SAKARYA NEHRİ NASIL GEÇİLDİ? Çocuk aklı işte. Bir gün "Dede" dedim, "Senin neden madalyan yok!" Dedemin o gün çok kızdığını gördüm. Bana söylendi: "Vatana hizmetin madalyası mı olur?" Yıllar sonra, "Şu evrakı tamamlayıp dedemin hak ettiği madalyayı alayım ama ya dedem kızarsa" dedim. Çünkü dedem madalya almayı reddetmişti. Ama mutluyum! Çünkü doğup büyüdüğüm Maraş'ın madalyası adında; Kahraman! Yedek subay olarak hizmet ettiğim Kayseri Hava İndirme Tugayı'nın da üstün hizmet gümüş madalyası var. Efendim! Mülazım olarak askerlik yaparken Kayseri'den Polatlı'ya tatbikata gitmiştik. Tam 22 gün süren Sakarya Meydan Muharebesi'nin savaş alanını gezerken inanılmaz etkilendim. Çünkü Sakarya Nehri'ni bugünkü teknoloji ile geçmek çok zorken, o gün nasıl geçilmişti. Yaşlı köylülerden öğrendim ki herkes evini yıkmış. Evlerin üzerindeki tüm mertekleri (kalın ağaçlara denir) nehre getirip çok basit sallar yapmışlar. O yoğun duyguları Kocatepe'de hissettim. Çanakkale'de iliklerime kadar hissettim.
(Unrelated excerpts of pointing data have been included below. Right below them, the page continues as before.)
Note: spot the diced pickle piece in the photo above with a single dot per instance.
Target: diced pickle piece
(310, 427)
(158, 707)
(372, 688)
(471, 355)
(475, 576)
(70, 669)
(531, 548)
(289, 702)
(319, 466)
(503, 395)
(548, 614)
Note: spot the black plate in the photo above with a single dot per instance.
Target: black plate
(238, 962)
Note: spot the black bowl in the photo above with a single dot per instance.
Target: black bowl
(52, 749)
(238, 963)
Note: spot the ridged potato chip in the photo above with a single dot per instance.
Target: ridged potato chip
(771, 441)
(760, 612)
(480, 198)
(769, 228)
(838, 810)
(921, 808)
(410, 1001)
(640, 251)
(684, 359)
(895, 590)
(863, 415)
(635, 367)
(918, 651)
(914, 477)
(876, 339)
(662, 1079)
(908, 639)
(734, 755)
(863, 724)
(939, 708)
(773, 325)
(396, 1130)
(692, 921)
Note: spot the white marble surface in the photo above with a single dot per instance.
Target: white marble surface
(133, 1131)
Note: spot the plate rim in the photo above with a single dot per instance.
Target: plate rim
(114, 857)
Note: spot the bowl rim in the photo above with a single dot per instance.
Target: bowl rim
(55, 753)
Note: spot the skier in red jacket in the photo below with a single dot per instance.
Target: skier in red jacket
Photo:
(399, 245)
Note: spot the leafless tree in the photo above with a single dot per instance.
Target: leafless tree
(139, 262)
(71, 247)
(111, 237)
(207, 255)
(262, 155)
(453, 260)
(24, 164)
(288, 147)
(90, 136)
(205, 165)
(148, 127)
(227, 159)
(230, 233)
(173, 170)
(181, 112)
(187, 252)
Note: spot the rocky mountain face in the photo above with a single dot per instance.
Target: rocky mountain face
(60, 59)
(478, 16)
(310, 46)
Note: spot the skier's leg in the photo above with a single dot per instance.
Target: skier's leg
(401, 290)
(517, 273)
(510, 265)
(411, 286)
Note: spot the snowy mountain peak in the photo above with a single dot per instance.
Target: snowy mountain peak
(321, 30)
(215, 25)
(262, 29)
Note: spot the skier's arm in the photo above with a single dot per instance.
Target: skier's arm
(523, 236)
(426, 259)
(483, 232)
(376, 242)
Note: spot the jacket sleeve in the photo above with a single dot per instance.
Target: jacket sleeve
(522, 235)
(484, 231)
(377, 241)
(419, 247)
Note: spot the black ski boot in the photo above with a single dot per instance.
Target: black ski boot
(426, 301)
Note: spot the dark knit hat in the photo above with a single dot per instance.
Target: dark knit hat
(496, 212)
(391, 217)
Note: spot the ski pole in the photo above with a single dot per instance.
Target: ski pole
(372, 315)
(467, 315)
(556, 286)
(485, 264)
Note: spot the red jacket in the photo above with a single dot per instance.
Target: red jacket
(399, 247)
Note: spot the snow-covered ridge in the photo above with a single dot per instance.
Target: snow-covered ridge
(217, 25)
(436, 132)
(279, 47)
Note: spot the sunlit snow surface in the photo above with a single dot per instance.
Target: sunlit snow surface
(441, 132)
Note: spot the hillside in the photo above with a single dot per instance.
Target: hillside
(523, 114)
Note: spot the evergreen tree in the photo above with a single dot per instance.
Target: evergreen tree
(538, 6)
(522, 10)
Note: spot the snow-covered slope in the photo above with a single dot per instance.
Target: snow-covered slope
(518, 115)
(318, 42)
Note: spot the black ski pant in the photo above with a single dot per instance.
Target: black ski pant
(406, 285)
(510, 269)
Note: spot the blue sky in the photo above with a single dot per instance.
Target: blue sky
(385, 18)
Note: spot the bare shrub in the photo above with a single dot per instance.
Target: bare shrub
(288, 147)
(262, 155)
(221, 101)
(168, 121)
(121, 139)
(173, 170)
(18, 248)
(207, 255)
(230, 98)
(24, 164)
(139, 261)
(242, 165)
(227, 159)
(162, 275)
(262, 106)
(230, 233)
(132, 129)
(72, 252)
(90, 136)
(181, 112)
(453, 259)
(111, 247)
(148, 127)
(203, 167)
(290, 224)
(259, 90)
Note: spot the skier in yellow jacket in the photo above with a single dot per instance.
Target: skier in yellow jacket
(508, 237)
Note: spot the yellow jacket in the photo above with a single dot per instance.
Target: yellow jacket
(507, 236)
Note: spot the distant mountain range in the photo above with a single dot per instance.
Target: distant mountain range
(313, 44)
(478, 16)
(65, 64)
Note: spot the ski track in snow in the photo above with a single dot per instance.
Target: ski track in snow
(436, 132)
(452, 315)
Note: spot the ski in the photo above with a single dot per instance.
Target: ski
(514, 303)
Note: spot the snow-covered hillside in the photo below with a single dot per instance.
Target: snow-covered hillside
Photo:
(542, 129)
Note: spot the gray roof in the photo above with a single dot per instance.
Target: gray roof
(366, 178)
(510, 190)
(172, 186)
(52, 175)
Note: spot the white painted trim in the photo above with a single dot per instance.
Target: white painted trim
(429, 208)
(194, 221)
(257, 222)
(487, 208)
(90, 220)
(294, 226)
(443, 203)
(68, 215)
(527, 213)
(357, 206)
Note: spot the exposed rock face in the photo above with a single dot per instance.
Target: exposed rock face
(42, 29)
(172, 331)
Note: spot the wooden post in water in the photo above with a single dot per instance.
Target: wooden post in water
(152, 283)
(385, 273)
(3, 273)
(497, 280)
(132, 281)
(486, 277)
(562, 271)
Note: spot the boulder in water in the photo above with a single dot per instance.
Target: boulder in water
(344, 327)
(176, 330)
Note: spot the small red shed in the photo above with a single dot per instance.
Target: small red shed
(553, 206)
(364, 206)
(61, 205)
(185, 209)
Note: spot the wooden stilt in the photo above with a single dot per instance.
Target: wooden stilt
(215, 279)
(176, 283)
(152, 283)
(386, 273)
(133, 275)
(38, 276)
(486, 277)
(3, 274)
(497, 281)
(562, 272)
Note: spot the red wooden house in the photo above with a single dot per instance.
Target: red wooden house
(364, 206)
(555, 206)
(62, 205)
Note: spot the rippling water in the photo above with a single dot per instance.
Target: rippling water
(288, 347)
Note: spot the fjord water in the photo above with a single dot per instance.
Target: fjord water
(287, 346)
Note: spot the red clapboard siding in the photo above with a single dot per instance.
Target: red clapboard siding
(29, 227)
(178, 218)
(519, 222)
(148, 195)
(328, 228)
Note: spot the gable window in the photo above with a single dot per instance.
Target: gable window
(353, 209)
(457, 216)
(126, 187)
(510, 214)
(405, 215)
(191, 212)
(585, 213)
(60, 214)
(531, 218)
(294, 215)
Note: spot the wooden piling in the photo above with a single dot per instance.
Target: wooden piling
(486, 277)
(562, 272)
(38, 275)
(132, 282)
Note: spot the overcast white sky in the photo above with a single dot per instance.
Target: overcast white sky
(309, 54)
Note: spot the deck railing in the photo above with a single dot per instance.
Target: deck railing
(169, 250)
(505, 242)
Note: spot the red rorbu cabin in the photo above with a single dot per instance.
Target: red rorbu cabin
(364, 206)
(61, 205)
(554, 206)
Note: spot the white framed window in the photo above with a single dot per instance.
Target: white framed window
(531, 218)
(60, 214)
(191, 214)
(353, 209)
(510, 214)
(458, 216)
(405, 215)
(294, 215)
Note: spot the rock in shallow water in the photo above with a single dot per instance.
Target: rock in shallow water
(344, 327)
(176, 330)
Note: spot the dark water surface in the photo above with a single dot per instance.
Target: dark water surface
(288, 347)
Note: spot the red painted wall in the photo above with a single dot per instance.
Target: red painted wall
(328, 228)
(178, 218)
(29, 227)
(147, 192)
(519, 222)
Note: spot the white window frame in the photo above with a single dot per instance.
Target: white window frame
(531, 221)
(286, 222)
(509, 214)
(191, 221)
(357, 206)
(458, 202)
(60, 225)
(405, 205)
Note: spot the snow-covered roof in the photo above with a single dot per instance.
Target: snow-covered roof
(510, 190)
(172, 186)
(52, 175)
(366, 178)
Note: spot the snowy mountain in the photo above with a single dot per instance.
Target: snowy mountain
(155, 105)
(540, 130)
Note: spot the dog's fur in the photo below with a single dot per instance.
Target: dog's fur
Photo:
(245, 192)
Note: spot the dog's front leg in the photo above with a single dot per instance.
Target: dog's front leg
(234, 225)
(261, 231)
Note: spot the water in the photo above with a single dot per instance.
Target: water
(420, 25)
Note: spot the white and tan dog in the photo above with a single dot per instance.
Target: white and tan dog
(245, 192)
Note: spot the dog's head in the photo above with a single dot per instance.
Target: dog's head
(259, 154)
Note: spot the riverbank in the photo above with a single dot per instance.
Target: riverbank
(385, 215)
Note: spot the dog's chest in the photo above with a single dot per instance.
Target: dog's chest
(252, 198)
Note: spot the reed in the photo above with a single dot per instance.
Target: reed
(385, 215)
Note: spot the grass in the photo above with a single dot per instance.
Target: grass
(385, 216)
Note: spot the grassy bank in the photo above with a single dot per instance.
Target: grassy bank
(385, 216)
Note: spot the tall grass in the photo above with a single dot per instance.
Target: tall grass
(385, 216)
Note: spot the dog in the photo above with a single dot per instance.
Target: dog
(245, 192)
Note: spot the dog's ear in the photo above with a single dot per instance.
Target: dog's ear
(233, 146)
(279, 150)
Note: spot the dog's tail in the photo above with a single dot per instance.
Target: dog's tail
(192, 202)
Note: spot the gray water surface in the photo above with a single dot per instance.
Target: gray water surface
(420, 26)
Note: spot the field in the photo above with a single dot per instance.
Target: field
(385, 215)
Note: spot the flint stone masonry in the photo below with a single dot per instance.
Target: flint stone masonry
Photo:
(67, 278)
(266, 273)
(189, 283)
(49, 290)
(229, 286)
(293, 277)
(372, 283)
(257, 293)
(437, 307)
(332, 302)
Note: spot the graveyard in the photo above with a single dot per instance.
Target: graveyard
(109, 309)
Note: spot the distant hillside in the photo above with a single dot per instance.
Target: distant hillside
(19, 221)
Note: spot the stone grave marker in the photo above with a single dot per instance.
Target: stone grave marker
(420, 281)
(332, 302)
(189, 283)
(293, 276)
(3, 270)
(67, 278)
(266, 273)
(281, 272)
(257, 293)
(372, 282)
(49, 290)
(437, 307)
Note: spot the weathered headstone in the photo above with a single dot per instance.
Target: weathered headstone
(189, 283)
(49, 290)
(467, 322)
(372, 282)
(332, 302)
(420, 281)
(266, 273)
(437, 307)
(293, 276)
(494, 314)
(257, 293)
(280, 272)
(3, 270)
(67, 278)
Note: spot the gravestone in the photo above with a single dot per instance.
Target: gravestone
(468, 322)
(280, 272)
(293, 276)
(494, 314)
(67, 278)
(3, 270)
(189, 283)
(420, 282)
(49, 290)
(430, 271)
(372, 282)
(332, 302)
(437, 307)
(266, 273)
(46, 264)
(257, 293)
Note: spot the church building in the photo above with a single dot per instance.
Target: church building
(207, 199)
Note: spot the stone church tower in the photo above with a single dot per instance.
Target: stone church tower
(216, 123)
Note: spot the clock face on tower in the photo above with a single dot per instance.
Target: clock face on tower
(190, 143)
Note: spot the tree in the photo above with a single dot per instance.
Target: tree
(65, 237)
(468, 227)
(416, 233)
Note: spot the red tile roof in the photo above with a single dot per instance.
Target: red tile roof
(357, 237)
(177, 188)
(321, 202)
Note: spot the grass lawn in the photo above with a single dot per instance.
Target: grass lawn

Peki o kutsal günlerde biz ne yapıyoruz! Kocaman bir hiç! Eğer Yeni Zelanda ve Avustralyalı savaşçıların torunları, dedeleri için ülkemize gelmeseler o kutsal günleri unuturduk. Onlar bize bizim dedelerimizi unutturmadı. Bakınız!... Şafak ayininde on binin üstünde genç, dedelerine şükranlarını ifade etmek için on binlerce kilometre uzaktan Çanakkale'ye geldi. Bizler ise burnumuzun ucundaki Çanakkale'ye gitmedik. Bu yıl 5 bin üniversite öğrencisi ile 3 bin izci Çanakkale'deydi. On binin üzerindeki Anzak da oradaydı. Zaferin kahramanları orada yoktu. Yenilgiyi zafere dönüştüren ve Çanakkale Savaşı sonrasında ulus olan bir ülkenin gençleri oradaydı. Assos'a eğlenceye gidenler, Çanakkale'den geçerken neler hisseder acaba? Ben düşünür ve hissederim, 57. Alay'ın hikayesini... Bir ulus uğruna, hepsi savaş alanında ölen bu kahraman askerlere saygıyla eğilirim. Bir de İzmir, Konya, Kayseri ve Galatasaray Lisesi'nin geri dönmeyen o öğrencilerinin hikayesi beni çocuklaştırır. Bir de... Beşiktaş takımının 8 oyuncusu Çanakkale'de şehit düşer. Takım Kaptanı şair Kazım Efendi'nin cebinden Beşiktaş Marşı'nın son paragrafını saygıyla okurum: Biz 11 arkadaşız, lakin arkamız daha var. Bu zevk alemi dar zannedip de aldanalım. Vekar hak gibi sakin, nezih saf olalım. Fakat bu hal ile kuvvet gibi cesur olalım.